In [2]:
import os
import numpy as np
import pandas as pd
import seaborn as sns
from pathlib import Path
from itertools import chain
import matplotlib.pyplot as plt

from sklearn.preprocessing import MinMaxScaler
import joblib

# Mis utilitarios
from utils import *


In [3]:

from tensorflow.keras.preprocessing.sequence import pad_sequences
from tensorflow.keras.utils import to_categorical

import tensorflow as tf
from tensorflow.keras import Sequential, Model, Input
from tensorflow.keras.layers import LSTM, Embedding, Dense, TimeDistributed, Dropout, Bidirectional, Concatenate, ConvLSTM2D, Reshape, Conv2D, Lambda
from tensorflow.keras.initializers import Constant
from tensorflow.keras.utils import plot_model

# Set Path

In [4]:
el_path_main = Path(os.getcwd()).parent
el_path_main

WindowsPath('e:/backup Asus G15 27_10_2021/Colegio de Mates Bourbaki/DLA2501 - Deep Learning Avanzado/Flood forecasting')

In [5]:
# En caso sea en google Colab
# from google.colab import drive
# drive.mount('/content/drive')

# Load Tensors

In [None]:
X_gts_train, Y_train, X_gts_miss_train, X_ctry_lvl_train = joblib.load(el_path_main / '2. Datos/Processed data/TRAIN_data.pkl')
# X_gts_oot, Y_oot, X_gts_miss_oot, X_ctry_lvl_oot = joblib.load(el_path_main / '2. Datos/Processed data/OOT_data.pkl')
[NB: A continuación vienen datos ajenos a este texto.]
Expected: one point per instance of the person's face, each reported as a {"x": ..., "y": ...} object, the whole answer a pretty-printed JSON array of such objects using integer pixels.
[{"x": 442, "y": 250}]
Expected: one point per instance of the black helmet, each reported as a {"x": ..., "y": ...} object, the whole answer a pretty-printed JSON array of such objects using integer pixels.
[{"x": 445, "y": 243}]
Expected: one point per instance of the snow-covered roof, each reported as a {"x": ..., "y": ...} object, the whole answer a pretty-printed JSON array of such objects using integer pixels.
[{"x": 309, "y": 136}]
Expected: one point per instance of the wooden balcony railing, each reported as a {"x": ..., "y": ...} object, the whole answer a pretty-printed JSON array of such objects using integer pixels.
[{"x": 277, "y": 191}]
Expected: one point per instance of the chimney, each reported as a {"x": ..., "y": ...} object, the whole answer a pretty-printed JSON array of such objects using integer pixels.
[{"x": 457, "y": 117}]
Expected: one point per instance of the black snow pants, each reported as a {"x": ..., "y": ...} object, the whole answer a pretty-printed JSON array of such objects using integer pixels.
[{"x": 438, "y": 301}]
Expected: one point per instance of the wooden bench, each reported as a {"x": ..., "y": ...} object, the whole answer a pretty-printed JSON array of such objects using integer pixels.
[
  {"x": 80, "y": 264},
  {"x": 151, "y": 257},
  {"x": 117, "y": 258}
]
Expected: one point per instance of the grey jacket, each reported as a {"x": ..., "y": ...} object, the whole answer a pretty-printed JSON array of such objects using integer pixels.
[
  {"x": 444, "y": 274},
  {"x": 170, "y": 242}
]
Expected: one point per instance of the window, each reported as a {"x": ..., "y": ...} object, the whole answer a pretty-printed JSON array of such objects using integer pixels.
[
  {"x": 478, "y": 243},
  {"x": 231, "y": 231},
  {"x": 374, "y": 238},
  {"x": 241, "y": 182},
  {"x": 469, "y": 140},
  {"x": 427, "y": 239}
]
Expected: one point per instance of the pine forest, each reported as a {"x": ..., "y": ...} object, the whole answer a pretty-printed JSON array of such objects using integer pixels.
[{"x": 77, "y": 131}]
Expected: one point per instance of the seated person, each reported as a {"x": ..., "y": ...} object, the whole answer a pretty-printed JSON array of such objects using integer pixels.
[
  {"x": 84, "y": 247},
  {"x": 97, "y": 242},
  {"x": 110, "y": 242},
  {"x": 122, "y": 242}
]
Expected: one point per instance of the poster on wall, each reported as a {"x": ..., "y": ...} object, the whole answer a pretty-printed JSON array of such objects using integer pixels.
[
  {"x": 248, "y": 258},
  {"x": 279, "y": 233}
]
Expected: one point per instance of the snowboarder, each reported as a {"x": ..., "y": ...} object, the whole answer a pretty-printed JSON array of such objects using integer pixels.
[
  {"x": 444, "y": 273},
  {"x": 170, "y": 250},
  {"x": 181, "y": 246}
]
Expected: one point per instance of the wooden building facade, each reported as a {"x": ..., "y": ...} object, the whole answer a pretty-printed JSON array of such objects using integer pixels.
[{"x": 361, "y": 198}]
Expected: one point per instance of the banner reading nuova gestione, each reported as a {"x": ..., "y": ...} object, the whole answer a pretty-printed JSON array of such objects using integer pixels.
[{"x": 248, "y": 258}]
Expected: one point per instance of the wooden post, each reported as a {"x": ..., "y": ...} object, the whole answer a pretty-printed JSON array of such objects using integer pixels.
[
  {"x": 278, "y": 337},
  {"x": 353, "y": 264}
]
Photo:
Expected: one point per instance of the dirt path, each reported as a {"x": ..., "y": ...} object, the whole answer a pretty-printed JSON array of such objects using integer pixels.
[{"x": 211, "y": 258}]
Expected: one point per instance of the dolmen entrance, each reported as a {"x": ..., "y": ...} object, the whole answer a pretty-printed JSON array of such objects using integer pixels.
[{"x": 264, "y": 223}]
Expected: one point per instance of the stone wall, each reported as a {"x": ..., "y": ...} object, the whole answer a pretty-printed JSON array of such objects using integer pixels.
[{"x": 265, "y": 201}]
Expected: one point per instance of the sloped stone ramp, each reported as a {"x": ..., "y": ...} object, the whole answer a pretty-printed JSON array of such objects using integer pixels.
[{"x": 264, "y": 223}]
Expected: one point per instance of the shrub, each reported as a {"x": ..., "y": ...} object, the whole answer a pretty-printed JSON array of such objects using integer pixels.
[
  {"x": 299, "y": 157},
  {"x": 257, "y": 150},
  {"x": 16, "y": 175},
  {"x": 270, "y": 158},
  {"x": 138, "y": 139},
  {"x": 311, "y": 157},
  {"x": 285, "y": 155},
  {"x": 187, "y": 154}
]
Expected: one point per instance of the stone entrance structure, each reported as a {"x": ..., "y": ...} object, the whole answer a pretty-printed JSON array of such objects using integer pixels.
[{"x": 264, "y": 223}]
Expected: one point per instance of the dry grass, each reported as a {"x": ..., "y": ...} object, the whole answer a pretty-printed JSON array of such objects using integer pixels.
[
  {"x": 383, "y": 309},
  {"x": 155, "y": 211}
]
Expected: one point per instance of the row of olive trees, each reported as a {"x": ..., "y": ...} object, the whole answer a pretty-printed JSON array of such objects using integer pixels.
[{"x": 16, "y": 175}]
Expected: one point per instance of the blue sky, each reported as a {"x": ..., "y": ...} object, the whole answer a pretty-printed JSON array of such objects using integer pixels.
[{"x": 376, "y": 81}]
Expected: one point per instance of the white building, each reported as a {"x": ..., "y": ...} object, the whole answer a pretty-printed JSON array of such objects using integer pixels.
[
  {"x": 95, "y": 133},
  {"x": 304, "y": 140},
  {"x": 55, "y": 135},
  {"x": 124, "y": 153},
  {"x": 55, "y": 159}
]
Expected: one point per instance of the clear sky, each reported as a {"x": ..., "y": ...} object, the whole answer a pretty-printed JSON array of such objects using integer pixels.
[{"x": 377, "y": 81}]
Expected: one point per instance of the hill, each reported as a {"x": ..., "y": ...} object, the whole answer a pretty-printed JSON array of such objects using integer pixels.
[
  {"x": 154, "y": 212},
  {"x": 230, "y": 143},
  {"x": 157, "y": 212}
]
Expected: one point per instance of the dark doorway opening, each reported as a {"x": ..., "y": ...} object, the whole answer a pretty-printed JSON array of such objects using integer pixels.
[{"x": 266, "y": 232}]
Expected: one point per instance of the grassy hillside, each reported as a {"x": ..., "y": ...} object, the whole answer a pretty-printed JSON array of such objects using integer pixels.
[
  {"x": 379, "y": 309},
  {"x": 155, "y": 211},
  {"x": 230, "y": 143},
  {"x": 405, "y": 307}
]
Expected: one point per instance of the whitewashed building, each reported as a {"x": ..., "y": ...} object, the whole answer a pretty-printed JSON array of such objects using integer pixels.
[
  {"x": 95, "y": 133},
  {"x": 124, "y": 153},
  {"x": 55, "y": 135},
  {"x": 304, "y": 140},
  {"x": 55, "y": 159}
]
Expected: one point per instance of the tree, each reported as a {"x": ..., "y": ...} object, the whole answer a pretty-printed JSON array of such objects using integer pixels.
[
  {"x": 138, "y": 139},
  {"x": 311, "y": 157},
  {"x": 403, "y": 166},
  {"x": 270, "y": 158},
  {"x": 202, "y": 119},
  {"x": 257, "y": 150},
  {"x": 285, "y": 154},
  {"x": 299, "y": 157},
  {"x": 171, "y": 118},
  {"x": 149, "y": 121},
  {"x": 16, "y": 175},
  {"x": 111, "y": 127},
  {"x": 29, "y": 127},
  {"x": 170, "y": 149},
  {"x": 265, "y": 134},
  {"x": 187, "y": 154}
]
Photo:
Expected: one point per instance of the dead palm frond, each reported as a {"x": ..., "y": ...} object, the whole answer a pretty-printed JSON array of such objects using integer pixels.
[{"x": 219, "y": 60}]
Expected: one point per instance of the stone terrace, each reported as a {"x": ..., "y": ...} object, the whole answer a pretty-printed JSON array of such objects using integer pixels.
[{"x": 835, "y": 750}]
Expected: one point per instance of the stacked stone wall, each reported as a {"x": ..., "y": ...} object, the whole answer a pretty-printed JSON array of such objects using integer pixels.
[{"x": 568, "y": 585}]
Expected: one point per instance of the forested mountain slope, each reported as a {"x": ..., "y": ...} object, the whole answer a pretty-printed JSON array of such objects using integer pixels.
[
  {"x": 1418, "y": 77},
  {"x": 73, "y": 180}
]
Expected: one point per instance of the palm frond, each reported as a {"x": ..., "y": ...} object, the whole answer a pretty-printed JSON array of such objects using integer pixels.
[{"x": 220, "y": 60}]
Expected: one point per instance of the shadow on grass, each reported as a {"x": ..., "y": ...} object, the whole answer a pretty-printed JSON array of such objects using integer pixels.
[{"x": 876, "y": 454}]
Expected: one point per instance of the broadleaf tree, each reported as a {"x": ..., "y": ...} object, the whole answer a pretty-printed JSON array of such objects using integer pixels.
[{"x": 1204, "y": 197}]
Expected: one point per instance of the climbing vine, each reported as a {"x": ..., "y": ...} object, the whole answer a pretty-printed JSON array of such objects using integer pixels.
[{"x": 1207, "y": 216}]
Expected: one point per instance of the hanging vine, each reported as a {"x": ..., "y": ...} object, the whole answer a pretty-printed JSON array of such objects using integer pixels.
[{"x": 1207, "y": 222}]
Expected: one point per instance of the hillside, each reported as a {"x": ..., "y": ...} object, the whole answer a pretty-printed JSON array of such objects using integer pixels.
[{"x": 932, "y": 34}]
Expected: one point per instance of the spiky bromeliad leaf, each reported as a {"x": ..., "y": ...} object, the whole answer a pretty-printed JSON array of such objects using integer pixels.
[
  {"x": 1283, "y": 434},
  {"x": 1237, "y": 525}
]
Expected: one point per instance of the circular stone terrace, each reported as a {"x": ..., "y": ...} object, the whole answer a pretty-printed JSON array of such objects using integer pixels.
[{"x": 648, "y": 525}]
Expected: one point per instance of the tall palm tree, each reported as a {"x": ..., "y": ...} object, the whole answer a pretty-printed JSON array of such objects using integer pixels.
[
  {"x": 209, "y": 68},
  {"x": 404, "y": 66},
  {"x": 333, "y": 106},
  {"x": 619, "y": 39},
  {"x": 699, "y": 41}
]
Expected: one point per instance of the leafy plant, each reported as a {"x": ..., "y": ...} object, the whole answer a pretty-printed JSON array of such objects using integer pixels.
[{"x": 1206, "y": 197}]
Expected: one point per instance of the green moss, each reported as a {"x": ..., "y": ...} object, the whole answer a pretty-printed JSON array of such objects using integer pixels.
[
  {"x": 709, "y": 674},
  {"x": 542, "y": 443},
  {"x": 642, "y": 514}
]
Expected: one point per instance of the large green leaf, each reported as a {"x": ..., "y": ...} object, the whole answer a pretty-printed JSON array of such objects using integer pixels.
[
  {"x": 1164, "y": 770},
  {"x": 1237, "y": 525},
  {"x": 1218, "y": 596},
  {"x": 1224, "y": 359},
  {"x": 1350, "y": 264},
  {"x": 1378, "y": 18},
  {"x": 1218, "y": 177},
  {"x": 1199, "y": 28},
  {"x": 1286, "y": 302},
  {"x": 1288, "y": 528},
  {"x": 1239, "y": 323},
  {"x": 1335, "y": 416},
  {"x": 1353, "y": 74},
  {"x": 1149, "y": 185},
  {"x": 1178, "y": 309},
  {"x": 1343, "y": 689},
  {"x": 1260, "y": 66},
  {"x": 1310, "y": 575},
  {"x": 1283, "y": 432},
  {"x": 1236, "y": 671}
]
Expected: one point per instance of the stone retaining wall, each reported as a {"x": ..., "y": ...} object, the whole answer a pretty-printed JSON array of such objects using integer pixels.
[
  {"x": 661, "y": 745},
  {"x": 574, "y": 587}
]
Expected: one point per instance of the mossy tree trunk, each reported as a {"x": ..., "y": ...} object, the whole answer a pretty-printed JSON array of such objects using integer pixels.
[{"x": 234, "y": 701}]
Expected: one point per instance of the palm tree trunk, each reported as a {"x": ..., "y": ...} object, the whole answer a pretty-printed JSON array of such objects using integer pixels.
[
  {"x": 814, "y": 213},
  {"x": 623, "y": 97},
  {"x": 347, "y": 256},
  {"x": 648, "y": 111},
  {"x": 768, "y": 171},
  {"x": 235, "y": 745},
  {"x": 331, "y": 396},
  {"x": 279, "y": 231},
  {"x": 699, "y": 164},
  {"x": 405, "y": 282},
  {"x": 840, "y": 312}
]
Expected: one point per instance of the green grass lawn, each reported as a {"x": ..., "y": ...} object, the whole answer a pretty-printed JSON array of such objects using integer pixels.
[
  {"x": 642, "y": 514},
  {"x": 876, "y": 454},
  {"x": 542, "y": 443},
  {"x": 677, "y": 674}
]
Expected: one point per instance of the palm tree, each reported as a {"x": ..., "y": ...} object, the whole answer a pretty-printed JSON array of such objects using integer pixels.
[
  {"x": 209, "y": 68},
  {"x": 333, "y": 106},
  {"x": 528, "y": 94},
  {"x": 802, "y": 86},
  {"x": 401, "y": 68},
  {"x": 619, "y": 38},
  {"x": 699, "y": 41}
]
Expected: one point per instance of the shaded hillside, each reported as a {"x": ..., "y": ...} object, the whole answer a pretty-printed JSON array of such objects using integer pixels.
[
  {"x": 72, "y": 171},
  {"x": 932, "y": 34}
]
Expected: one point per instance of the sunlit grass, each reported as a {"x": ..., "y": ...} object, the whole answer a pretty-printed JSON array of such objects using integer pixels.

# El orden de los inputs en X_gts_train es:
# ['cld', 'dtr', 'frs', 'pet', 'pre', 'tmn', 'tmp', 'tmx', 'vap', 'wet']

In [6]:
# Reducimos el tamaño del dataset para que pueda ser ejecutado en local
desde_index = 700
X_gts_train = X_gts_train[desde_index:,:]
Y_train = Y_train[desde_index:,:]
X_gts_miss_train = X_gts_miss_train[desde_index:,:]
X_ctry_lvl_train = X_ctry_lvl_train[desde_index:,:]

In [7]:
# X_gts_train.shape, Y_train.shape, X_gts_miss_oot.shape, X_ctry_lvl_oot.shape
X_gts_train.shape, Y_train.shape, X_gts_miss_train.shape, X_ctry_lvl_train.shape

((477, 10, 96, 36, 28), (477, 12, 36, 28), (477, 10, 96, 36, 28), (477, 180))

In [8]:
def format_Y(Y):
    """
    Formatea Y para que sea un array de numpy con la forma (n_samples, n_classes)
    """
    Y = np.array(Y)
    Y = to_categorical(Y, num_classes=2)
    return Y

In [9]:
Y_train_f = format_Y(Y_train)
# Y_oot_f = format_Y(Y_oot)

In [10]:
X_gts_train.shape, Y_train.shape, X_gts_miss_train.shape, X_ctry_lvl_train.shape

((477, 10, 96, 36, 28), (477, 12, 36, 28), (477, 10, 96, 36, 28), (477, 180))

In [11]:
def gen_X_gts_for_model(X_gts, X_gts_miss):
    n_vars = X_gts.shape[1]
    lista_array = []
    for var in range(n_vars):
        X_tmp      = np.expand_dims(X_gts[:, var, :], -1)
        X_tmp_miss = np.expand_dims(X_gts_miss[:, var, :], -1)
        X = np.concat((X_tmp, X_tmp_miss), axis=-1)
        lista_array.append(X)
    return lista_array

In [12]:
# la_lista_de_arrays_oot = gen_X_gts_for_model(X_gts_oot, X_gts_miss_oot)
la_lista_de_arrays_train = gen_X_gts_for_model(X_gts_train, X_gts_miss_train)

In [13]:
la_lista_de_arrays_train[0].shape

(477, 96, 36, 28, 2)

# Version Simple

In [None]:
n_vars_from_gts = X_gts_train.shape[1] # N of variables from GTS
n_times_for_lstm = X_gts_train.shape[2] # N of time steps usted for LSTM
n_lats = X_gts_train.shape[3] # N of latitudes
n_lons = X_gts_train.shape[4] # N of longitudes
vars_ctry_lvl = X_ctry_lvl_train.shape[1] # N of variables from country level data
n_codmes_fcast = Y_train.shape[1] # N of codmes for forecast

# Set of parameters that will be tunned
recurrent_dropout = 0.2
dropout = 0.2   
n_filters = 2
kernel_size = 3
include_miss_layer = True
dims_nn_ctry_lvl_tmp = [16] # La longitud de esta lista indica la cantidad de capas -1 (colcoar lista vacía para que sea de tamaño 1), los valores dentro indican el tamaño de la capa

# Set of parameters that are based on the previous ones
n_channels_conv_lstm = 2 if include_miss_layer else 1
dims_nn_ctry_lvl = dims_nn_ctry_lvl_tmp+[n_lats*n_lons*n_channels_conv_lstm] # La longitud de esta lista indica la cantidad de capas, los valores dentro indican el tamaño de la capa

In [15]:
def repeat_latent(x):
    return tf.repeat(x, repeats=n_codmes_fcast, axis=1)  # Repeat along time axis

In [16]:
mi_inp_gts = Input(shape=(n_times_for_lstm, n_lats, n_lons, n_channels_conv_lstm, ), name=f'input_gts')
mi_inp_ctry = Input(shape=(vars_ctry_lvl, ), name=f'input_ctry')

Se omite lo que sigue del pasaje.